Il est fils, petit-fils et arrière petit-fils de premier ministre. Il est l'espoir de la dynastie des Nehru-Gandhi qui domine la politique indienne depuis 72 ans. Pourra-t-il gagner ces législatives ? Rien n'est moins sûr !

On part en Inde ce matin, pour clore la campagne électorale. Je passe sur les chiffres qui sont toujours impressionnants : 900 millions d'électeurs, sept phases électorales réparties en 6 semaines. La dernière s'est achevée hier et les résultats sont attendus pour jeudi 23 mai : dans quelques jours.

Passons aussi sur le candidat principal : l'actuel Premier ministre indien, Narendra Modi. C'est la star incontestée de ces élections, l'homme à battre par l'opposition.

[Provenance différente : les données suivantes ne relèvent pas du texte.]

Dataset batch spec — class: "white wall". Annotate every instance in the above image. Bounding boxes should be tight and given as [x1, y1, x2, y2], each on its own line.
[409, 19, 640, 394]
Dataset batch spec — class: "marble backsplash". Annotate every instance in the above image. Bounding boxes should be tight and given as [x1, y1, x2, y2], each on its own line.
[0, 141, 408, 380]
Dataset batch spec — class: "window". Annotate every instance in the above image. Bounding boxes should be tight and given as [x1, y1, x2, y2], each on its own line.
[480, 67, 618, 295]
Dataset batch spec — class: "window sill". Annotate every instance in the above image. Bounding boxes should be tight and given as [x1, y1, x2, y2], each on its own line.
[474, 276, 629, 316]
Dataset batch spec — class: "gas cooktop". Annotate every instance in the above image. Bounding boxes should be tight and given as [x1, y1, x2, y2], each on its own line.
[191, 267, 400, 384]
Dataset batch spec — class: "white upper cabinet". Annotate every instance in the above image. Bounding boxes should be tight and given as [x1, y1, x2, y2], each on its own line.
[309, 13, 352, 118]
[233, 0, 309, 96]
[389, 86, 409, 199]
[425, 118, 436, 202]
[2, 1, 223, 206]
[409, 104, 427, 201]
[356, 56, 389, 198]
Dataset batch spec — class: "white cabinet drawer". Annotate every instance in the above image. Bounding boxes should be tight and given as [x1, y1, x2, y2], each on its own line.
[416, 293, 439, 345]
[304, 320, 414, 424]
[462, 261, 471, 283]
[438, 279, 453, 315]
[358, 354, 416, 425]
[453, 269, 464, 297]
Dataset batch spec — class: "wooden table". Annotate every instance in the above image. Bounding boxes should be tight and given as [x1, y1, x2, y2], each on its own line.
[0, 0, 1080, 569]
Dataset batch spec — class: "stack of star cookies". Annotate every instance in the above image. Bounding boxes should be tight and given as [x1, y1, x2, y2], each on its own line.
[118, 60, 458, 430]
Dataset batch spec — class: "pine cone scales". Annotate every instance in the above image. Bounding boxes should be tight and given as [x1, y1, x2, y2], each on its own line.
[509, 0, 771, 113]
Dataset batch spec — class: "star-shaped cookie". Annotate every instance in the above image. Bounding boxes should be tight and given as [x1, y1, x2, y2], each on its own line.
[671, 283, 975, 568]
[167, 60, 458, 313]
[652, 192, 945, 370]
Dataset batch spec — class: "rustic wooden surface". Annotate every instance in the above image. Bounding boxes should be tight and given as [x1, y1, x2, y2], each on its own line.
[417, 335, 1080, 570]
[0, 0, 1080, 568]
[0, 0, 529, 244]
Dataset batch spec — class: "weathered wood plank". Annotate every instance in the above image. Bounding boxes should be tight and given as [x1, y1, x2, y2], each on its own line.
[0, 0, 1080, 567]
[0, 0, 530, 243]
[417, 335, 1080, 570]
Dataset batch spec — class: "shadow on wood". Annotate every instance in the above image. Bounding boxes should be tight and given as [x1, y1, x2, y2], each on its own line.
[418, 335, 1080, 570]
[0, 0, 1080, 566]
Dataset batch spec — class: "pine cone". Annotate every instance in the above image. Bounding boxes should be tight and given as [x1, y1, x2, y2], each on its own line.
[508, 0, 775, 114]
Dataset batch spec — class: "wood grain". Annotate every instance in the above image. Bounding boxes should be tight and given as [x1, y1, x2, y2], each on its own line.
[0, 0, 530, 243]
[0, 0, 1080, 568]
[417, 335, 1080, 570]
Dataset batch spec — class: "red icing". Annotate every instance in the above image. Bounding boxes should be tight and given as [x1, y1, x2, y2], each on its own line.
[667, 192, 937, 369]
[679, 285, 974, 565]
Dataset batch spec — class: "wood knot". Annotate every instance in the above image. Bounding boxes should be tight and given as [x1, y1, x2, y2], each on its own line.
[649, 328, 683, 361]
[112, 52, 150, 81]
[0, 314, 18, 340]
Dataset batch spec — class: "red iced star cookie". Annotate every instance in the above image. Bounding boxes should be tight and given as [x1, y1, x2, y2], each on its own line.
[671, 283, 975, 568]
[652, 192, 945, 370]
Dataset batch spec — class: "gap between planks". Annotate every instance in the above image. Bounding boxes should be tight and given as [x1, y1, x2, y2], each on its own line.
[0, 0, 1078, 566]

Et l'opposition, c'est le vieux parti du Congrès, 133 ans d'âge qui a dirigé le pays pendant l'essentiel des 72 années depuis l'indépendance, ce parti qui a été humilié par Modi, et son parti le BJP, en 2014.

Rahul, l'espoir des Nehru - Gandhi

Rahul c'est l'enfant chéri de la politique indienne : 48 ans, un physique de star de cinéma bollywoodien, et un impeccable pedigree : fils, petit-fils et même arrière petit-fils de 1er ministre.

Il est devenu l'obsession de Narendra Modi, qui a fait toute sa campagne en se focalisant sur son nom et sa personne.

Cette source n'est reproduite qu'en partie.